My grandmother provided a loving, yet disciplined upbringing for her kids and worked for several years as a secretary in downtown Detroit. She wanted to show her two daughters that they had career options when they grew up.

She was the rock for my mother when she braved the world alone as a single parent with a newborn baby, and was my daycare provider as my mother went back to work, struggling to reinvent herself. She provided end-of-life care for her mother, aunt, daughter and husband. Who among us has the emotional fortitude to do that?

As I entered my teens, my grandma never let me stray too far. She called me, wrote me letters, sent cards, and made plans. It was her personal mission to not fail my mother in making sure I was cared for in the most maternal of ways.

How do I explain what that meant to me?

When I got married, grandma started calling about once a month. When I became pregnant, she increased it to at least once a week. She was tickled that she lived to become a great-grandmother and wanted to know everything — how I was feeling, how the baby was sleeping, what types of food was he trying, was he walking or crawling. I am so grateful she was able to meet him, watch him sit up and crawl, then walk and finally, eat cake and ice cream at his first birthday party just four weeks ago.
I can still hear her voice in my head, because she always asked the same question: “So. … How's our boy?”

He's great, grandma. And I have you to thank for so much of that.

Thank you for never letting me forget that I always had people who loved me, even though I didn't always feel it. Thank you for never forgetting a birthday or holiday. Thank you for calling me just because you were thinking about me — that always touched me beyond words. Thank you for worrying about me. Thank you for never letting me get too full of myself. Thank you for every last bit of advice — whether I wanted it or not. Thank you for always thinking of everyone else before yourself. Thank you for never giving up on me, even when I was at my absolute worst. Thank you for always being the force of stability in my life. Thank you for showing me that I have a voice and that it should be heard. And thank you for all the hugs, kisses and sweet sentiments, for I will miss your warm touch the most.

As I sit here, at my computer, I realize I could write five columns on my grandmother and all the maternal lessons I could glean from her experience and wisdom. But in that reflection, I discovered an answer to my own question.

How do I measure her life? I don't have to. I have these wonderful thoughts and memories inside of me forever, and so these principles will be ingrained in my son. Now it will be my life's mission to tell him how awesome his grandmother and great-grandmother were. I will regale him with stories about their lives — their triumphs and tragedies — but most of all I will tell him that the enduring strength of my grandmother helped shape who I am.

The joy of life is the people within it. The cruelty of life is learning to live without them. Life's cruelty tore a hole in my heart 20 years ago, and it just got bigger. But I will go on. My grandmother played a key role in showing me how to cope. "We are survivors," she once told me. And she showed me how to do that through living example.

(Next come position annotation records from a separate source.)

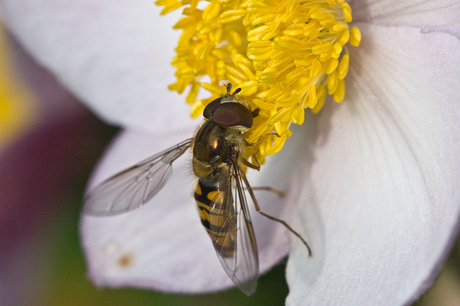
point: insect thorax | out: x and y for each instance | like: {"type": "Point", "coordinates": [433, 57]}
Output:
{"type": "Point", "coordinates": [212, 145]}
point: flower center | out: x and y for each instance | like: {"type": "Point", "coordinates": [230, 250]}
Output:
{"type": "Point", "coordinates": [285, 55]}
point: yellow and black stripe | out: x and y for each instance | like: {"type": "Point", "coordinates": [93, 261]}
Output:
{"type": "Point", "coordinates": [220, 216]}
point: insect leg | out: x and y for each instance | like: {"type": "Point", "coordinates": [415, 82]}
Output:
{"type": "Point", "coordinates": [251, 192]}
{"type": "Point", "coordinates": [270, 189]}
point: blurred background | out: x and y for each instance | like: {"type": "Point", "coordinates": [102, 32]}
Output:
{"type": "Point", "coordinates": [49, 144]}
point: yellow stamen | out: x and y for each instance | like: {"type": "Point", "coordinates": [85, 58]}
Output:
{"type": "Point", "coordinates": [285, 55]}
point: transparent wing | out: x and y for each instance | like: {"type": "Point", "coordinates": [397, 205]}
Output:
{"type": "Point", "coordinates": [234, 239]}
{"type": "Point", "coordinates": [134, 186]}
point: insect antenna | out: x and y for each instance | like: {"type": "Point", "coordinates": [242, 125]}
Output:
{"type": "Point", "coordinates": [238, 90]}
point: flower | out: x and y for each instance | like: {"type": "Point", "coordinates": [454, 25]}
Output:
{"type": "Point", "coordinates": [43, 133]}
{"type": "Point", "coordinates": [282, 55]}
{"type": "Point", "coordinates": [372, 183]}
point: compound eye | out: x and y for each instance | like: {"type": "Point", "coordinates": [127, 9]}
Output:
{"type": "Point", "coordinates": [209, 109]}
{"type": "Point", "coordinates": [232, 114]}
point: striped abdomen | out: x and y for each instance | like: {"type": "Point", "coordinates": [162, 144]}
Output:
{"type": "Point", "coordinates": [217, 214]}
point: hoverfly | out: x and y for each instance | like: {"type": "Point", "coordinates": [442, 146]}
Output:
{"type": "Point", "coordinates": [218, 149]}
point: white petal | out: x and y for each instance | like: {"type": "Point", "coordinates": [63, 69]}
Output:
{"type": "Point", "coordinates": [440, 15]}
{"type": "Point", "coordinates": [383, 200]}
{"type": "Point", "coordinates": [163, 244]}
{"type": "Point", "coordinates": [114, 55]}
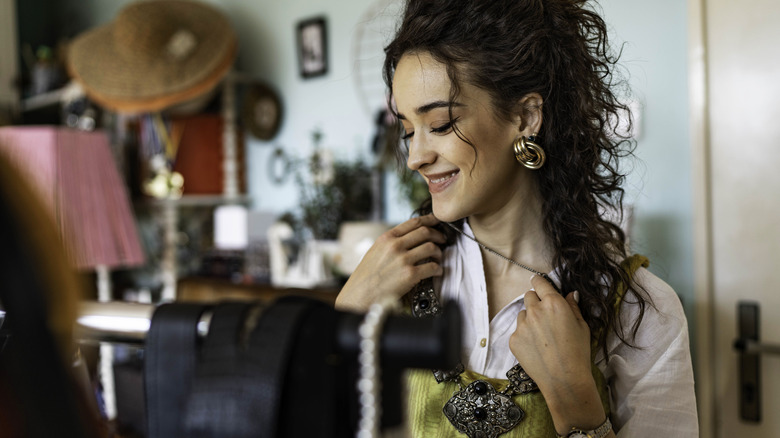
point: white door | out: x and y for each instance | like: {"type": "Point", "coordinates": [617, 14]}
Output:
{"type": "Point", "coordinates": [738, 203]}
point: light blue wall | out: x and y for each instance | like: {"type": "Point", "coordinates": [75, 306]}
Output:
{"type": "Point", "coordinates": [655, 54]}
{"type": "Point", "coordinates": [655, 34]}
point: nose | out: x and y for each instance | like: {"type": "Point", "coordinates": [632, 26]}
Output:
{"type": "Point", "coordinates": [420, 153]}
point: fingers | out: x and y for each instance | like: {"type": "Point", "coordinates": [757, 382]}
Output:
{"type": "Point", "coordinates": [427, 250]}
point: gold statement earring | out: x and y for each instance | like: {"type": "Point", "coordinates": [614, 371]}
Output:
{"type": "Point", "coordinates": [528, 153]}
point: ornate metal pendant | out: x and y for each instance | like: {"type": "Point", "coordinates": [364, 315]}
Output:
{"type": "Point", "coordinates": [479, 411]}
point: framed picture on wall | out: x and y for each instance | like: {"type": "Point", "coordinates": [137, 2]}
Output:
{"type": "Point", "coordinates": [312, 47]}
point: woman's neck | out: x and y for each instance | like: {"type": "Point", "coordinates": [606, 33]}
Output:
{"type": "Point", "coordinates": [516, 231]}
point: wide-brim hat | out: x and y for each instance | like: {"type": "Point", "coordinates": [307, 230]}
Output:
{"type": "Point", "coordinates": [153, 55]}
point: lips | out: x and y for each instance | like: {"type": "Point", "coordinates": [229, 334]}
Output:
{"type": "Point", "coordinates": [440, 181]}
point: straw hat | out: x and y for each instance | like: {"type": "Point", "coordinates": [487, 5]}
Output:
{"type": "Point", "coordinates": [155, 54]}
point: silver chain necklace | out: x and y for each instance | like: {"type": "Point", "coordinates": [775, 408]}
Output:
{"type": "Point", "coordinates": [478, 409]}
{"type": "Point", "coordinates": [496, 253]}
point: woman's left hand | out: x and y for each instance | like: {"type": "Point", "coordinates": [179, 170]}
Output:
{"type": "Point", "coordinates": [552, 344]}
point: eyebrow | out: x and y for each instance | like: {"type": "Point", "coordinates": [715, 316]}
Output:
{"type": "Point", "coordinates": [431, 106]}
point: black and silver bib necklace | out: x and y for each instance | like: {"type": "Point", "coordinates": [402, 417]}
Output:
{"type": "Point", "coordinates": [478, 410]}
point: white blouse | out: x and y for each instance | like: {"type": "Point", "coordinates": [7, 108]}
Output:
{"type": "Point", "coordinates": [651, 387]}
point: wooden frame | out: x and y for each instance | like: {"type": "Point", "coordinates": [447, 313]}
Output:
{"type": "Point", "coordinates": [704, 359]}
{"type": "Point", "coordinates": [312, 47]}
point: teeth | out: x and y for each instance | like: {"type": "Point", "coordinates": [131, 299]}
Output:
{"type": "Point", "coordinates": [444, 178]}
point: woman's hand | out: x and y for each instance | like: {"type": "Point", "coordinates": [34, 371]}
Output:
{"type": "Point", "coordinates": [552, 344]}
{"type": "Point", "coordinates": [399, 259]}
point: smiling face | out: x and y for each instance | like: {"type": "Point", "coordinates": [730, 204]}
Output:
{"type": "Point", "coordinates": [463, 180]}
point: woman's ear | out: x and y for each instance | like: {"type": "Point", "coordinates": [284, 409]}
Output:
{"type": "Point", "coordinates": [529, 114]}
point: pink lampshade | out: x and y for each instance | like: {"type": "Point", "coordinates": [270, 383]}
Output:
{"type": "Point", "coordinates": [77, 178]}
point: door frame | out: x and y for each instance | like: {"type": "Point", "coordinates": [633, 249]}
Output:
{"type": "Point", "coordinates": [704, 301]}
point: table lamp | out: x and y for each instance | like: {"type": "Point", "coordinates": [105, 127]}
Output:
{"type": "Point", "coordinates": [76, 176]}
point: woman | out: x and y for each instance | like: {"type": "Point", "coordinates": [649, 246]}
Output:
{"type": "Point", "coordinates": [505, 107]}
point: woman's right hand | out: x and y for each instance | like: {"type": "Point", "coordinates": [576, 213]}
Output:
{"type": "Point", "coordinates": [399, 259]}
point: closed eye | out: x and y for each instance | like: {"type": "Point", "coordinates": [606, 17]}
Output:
{"type": "Point", "coordinates": [445, 128]}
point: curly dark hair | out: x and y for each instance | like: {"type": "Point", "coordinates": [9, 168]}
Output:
{"type": "Point", "coordinates": [560, 50]}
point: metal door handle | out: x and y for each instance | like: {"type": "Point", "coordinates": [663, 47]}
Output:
{"type": "Point", "coordinates": [750, 348]}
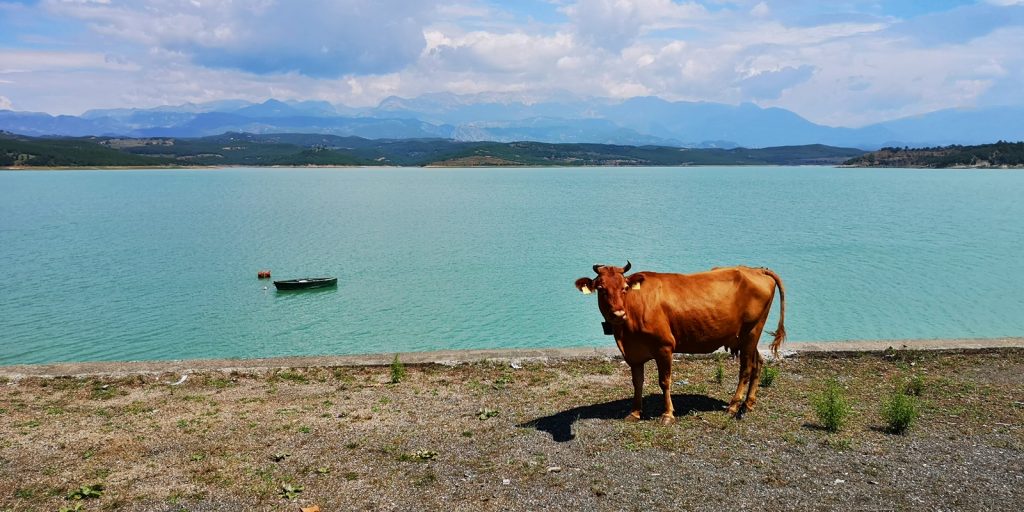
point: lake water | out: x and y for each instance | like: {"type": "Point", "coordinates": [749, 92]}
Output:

I will never fully heal from this loss. It will never be okay that I can't call her anymore for advice or ask her a question about my mother or just tell her a funny story about the baby. It will never be okay that she is gone.

But I will go on, for her. I will be the best mother I can be. I will treasure my children and the rest of my family, as she would want me to do. I will try to find a way to make her proud.

And I look forward to the day I will see her and my mother again.